There was actually another, a fifth, Klaatu album, Magentalane, which came out in '81, but it was released only in Canada, and given a quickie tour up North, none of which galvanized palpable public acclaim. Then they vaporized. Year of the cat. Woloshuck initiated a career in accounting, and stayed put. Myself, I never even knew of the LP, but by that time I was already listening to the likes of Jad Fair, when I wasn't promulgating my own sonic tantrums. And, Katie? I do remember seeing her once, a brief surprise glimpse in a neighborhood tavern, right around the time my first record came out, and, as she did not notice me in my Goodwill Foster Grants, I at first welcomed what I perceived to be my anonymity. Then it occurred to me, seeing her, femininity strained with pink shoulder pads, slurping beer with some Izod mannequin, nodding their moussed locks in time to a Duran Duran MTV and making with the astrological chat, that it was she who was anonymous. A customer in an interminable line. And, as time unwound, that seemingly was so.

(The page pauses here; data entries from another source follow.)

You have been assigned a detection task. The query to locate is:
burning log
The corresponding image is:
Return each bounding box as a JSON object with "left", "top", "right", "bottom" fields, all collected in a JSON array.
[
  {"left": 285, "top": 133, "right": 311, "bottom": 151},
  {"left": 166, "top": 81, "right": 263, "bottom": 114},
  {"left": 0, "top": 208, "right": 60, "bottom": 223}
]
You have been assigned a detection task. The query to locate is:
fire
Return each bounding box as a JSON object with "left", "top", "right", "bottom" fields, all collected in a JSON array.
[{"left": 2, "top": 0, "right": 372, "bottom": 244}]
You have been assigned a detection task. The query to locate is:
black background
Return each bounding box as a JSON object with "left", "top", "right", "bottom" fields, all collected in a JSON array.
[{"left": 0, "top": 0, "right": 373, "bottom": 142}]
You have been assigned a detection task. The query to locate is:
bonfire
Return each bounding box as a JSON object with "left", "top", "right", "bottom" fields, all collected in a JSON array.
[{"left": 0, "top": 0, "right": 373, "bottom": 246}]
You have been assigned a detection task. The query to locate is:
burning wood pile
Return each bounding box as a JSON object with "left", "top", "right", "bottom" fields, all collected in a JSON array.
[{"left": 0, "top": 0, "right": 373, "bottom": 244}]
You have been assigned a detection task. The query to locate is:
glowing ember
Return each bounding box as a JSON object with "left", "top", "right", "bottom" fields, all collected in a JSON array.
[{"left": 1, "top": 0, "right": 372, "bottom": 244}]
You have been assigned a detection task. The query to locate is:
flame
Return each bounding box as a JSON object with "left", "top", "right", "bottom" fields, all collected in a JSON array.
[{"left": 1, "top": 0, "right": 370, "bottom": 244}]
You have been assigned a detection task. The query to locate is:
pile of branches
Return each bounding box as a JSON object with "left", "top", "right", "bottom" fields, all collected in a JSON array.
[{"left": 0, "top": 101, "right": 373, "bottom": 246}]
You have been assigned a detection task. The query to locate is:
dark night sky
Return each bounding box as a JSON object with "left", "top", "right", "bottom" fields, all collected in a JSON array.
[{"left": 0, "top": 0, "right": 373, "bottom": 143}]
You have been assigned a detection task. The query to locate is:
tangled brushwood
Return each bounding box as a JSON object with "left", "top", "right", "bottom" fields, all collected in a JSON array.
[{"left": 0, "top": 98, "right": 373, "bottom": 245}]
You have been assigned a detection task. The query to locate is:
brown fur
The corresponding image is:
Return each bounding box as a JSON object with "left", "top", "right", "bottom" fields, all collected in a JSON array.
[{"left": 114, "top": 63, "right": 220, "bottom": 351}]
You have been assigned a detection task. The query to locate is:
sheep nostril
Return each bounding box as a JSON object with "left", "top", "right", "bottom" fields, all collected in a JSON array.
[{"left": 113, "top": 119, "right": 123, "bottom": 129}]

I heard it told decades after, she worked as a telephone operator, stayed in St. Louis a lifetime, never married, and gained a lot of weight. Not much else. Waiting on the pier 'til Charon comes; her, not me. I had married the publisher of Noisy Paper, recorded the Philosophic Collage EP, opened for Jad Fair, played Yoko Ono covers at CBGB's, made beautiful little girls, proxied for Terry Knight on Dutch public TV, changed my gender (and back again), wrote for PSF ten years (and counting) and settled on a hippie commune. I had to smile a little as I recognized that it was the combination of my military misfortune and its ensuing need for an underground existence I had apprenticed the very bohemian life I idolized as a teen but probably never would have pursued had more conventional seductions availed me, so Katie's disequilibriate role in forming my narrative found its idiosyncratic honor, while she had, for her vigor and passion, engendered only a future full of routine days, a history of missed opportunities and, perhaps, a jukebox full of regrets.